Quant aux intervenants de cette seconde édition, nous pourrons compter sur la présence d’acteurs d’envergure, tels que Edvinas Kerza, vice-ministre de la Défense responsable de toute la politique de cyberdéfense/cybersécurité de la Lituanie, Maria-Manuella Catrina, conseillère cyber du Parlement roumain, Luis António Salomão de Carvalho, directeur du Smart Defense Multinational Project on Cyber Defence Education and Training de l’OTAN, Freeke Heijman, conseillère spéciale auprès du ministre sur les technologies quantiques (Netherlands), ou encore Urmas Paet, député européen et ancien ministre des Affaires étrangères de l’Estonie.

Pour en savoir davantage sur le programme, et surtout pour vous inscrire, rendez-vous à l’adresse suivante : paris-cyber-week.fr. L’accès aux conférences sera gratuit et ouvert à toutes les personnes préalablement préinscrites. L’accès aux espaces de networking nécessitera quant à lui cette année une participation.

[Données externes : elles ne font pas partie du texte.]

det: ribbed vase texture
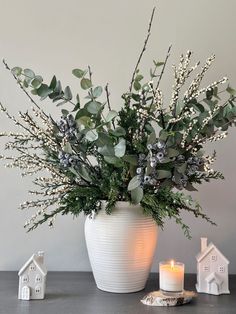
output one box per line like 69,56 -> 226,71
84,201 -> 158,293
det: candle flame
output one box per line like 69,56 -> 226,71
170,260 -> 175,269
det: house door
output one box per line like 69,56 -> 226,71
21,286 -> 30,300
210,282 -> 219,295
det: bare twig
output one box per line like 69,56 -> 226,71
155,44 -> 172,93
129,7 -> 156,92
105,84 -> 115,129
152,45 -> 172,129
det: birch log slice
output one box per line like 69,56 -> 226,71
141,290 -> 197,306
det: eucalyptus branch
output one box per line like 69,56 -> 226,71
129,7 -> 156,93
2,59 -> 51,120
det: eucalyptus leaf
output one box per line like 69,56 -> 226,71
98,145 -> 114,156
56,100 -> 67,107
11,67 -> 22,76
131,186 -> 143,204
77,164 -> 92,182
123,155 -> 138,165
36,84 -> 52,99
128,175 -> 141,191
109,127 -> 126,137
147,131 -> 156,145
86,101 -> 102,114
54,80 -> 62,94
61,109 -> 69,116
95,132 -> 113,147
24,68 -> 35,79
104,156 -> 123,167
72,102 -> 81,112
49,75 -> 57,89
114,138 -> 126,157
156,170 -> 172,179
166,148 -> 179,158
93,86 -> 103,98
72,68 -> 85,78
153,60 -> 164,67
64,86 -> 72,100
85,129 -> 98,141
175,100 -> 185,116
177,163 -> 187,174
31,76 -> 43,89
81,78 -> 92,90
63,142 -> 73,154
105,110 -> 118,122
134,81 -> 141,91
77,116 -> 91,127
75,108 -> 90,120
135,74 -> 143,82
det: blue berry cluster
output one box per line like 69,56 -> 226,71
57,114 -> 77,139
58,151 -> 79,168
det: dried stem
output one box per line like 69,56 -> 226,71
129,7 -> 156,92
154,45 -> 172,92
105,83 -> 115,129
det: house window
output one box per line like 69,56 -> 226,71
211,255 -> 217,262
218,266 -> 225,273
22,275 -> 29,283
35,286 -> 41,294
30,263 -> 36,271
35,274 -> 41,283
203,266 -> 209,272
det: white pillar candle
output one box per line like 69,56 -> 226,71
159,260 -> 184,293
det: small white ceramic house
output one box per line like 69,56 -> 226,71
196,238 -> 230,295
18,251 -> 47,300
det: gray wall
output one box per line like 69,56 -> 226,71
0,0 -> 236,273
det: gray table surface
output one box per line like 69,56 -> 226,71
0,272 -> 235,314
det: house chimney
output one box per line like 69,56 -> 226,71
201,238 -> 207,252
37,251 -> 44,264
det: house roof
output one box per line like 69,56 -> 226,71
196,242 -> 229,264
18,254 -> 47,277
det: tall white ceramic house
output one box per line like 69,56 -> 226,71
196,238 -> 230,295
18,251 -> 47,300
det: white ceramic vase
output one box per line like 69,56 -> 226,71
84,201 -> 158,293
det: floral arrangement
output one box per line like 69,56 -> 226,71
1,8 -> 236,237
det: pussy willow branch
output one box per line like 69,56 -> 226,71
154,44 -> 172,93
105,83 -> 115,129
129,7 -> 156,92
152,45 -> 172,129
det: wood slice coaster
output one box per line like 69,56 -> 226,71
141,290 -> 197,307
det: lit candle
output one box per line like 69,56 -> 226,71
159,260 -> 184,293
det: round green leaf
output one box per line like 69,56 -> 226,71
11,67 -> 22,76
81,78 -> 92,90
85,129 -> 98,141
128,175 -> 141,191
131,186 -> 143,204
72,68 -> 85,78
64,86 -> 73,100
24,68 -> 35,79
105,110 -> 118,122
86,101 -> 102,114
31,76 -> 43,89
114,138 -> 126,157
156,170 -> 172,179
93,86 -> 103,98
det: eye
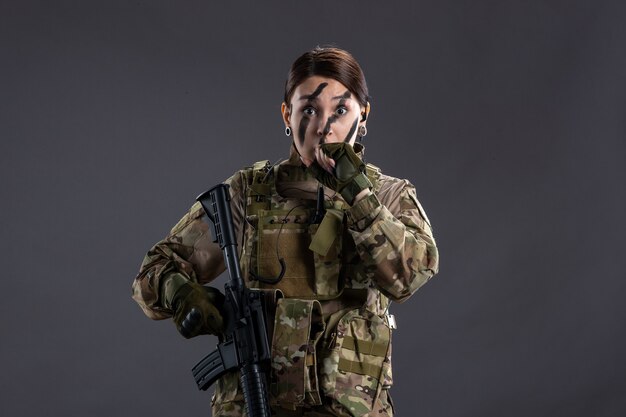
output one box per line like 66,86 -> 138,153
303,107 -> 316,116
336,106 -> 348,116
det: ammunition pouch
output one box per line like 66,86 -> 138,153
270,298 -> 326,409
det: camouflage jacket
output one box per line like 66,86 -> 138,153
132,144 -> 439,414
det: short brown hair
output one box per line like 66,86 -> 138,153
284,46 -> 369,108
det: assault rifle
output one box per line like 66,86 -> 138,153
192,184 -> 272,417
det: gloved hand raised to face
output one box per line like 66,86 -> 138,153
165,277 -> 226,339
307,142 -> 373,205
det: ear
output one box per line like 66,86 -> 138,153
281,102 -> 291,127
360,102 -> 371,123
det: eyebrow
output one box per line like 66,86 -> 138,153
332,91 -> 351,100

2020 représente une année clé pour la souveraineté numérique. Nous avons atteint un certain niveau de maturité aujourd’hui, et les pays font désormais la course aux technologies disruptives. La course des Grandes Puissances numériques est désormais lancée. Toutefois, les cyberattaques de leur côté ne faiblissent pas et les premiers conflits cybernétiques apparaissent. La France a annoncé ses capacités défensives, comme offensives, et sera à l’heure actuelle le premier pays européen en mesure de réagir à ce type d’attaques, dans un contexte post brexit. Face à de tels enjeux, l’écosystème européen de la cyber doit se construire et se consolider cette année. La Paris Cyber Week sera le lieu idéal pour établir le lien entre les expertises et connaissances de chaque État membre de l’UE, et nouer de nouveaux partenariats pour conquérir des marchés.

GS Mag : Enfin, quel message souhaitez-vous passer à nos lecteurs ?

Sébastien Garnault : 2020, c’est l’année clef. Nouvelles Institutions européennes, prise de conscience au plus haut niveau, maturité du marché, explosion de la menace, nous pressentons que tout va se mettre en place pour la décennie. Dans cette course, l’Europe et la France doivent être positionnées. Je ne voudrais pas que la prise de conscience des enjeux cyber passe par une responsabilité personnelle des dirigeants, comme certains l’évoquent. La confiance ne se décrète pas, elle se construit. Il ne nous reste que peu de temps pour faire converger nos valeurs et nos solutions en Europe, et nous accorder sur un plan d’actions commun.

Il est, de plus, urgent de mettre sur pied des cours relatifs au numérique dès le plus jeune âge. C’est le meilleur moyen d’assurer une sécurité collective sur les réseaux car, si l’on est responsable de sa propre sécurité, nous sommes aussi responsables de celle de notre environnement. En nous connectant, nous nous sommes liés les uns aux autres. Ce serait aussi un levier pour susciter des vocations, et répondre aux nombreux besoins de compétences.

Le principal danger aujourd’hui serait de perdre notre liberté, et donc notre indépendance. Nous travaillons au quotidien à favoriser une prise de conscience générale pour que la France, comme l’Europe, conserve son identité, sa souveraineté, ses valeurs et sa démocratie.